After law school she moved to Los Angeles and served as a fellow for the Lawyer’s Committee for Cultural Heritage Preservation. Additionally, she volunteered with the Santa Monica Conservancy where she was able to research homes set for demolition, draft language for landmark applications and docent at the group’s 1897 shotgun house. At Columbia, Rachel has enjoyed studying policy issues, exploring New York City’s historic architecture in situ, and gaining hands-on materials conservation experience. She is excited to harness her passion for art, architecture and history this summer as a fellow at the Jay Heritage Center.

Tom Rice
Tom grew up in Providence, Rhode Island, and early on became interested in historic buildings and sites. One of the first was the Central Congregational Church, an 1893 Renaissance Revival structure designed by Carrère and Hastings, featuring a Guastavino tile dome. As the son of the minister there, he spent many hours working to maintain the building and grounds.
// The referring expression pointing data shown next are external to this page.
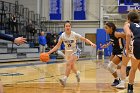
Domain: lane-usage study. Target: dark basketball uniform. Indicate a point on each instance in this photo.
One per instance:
(117, 44)
(135, 29)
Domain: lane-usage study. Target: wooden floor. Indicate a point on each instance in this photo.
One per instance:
(29, 77)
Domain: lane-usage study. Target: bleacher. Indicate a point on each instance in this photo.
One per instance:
(11, 52)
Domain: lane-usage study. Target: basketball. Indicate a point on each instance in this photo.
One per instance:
(44, 57)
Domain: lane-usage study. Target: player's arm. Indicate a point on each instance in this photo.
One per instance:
(6, 37)
(128, 36)
(56, 47)
(87, 41)
(19, 40)
(120, 35)
(106, 45)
He graduated from Trinity College in Connecticut, majoring in Political Science and Urban Studies. Some of his favorite classes were Art History related. He studied abroad in Shanghai and Barcelona, and examined architecture in both cities. After college, he taught sailing at Sail Newport, a public sailing center in Newport, Rhode Island, and worked as an apprentice with a master carpenter.

He has enjoyed all of the courses, programs, and field trips in the Historic Preservation program at Columbia, especially those relating to the history of New York. He is excited to work at the Jay Heritage Center this summer, and to continue learning.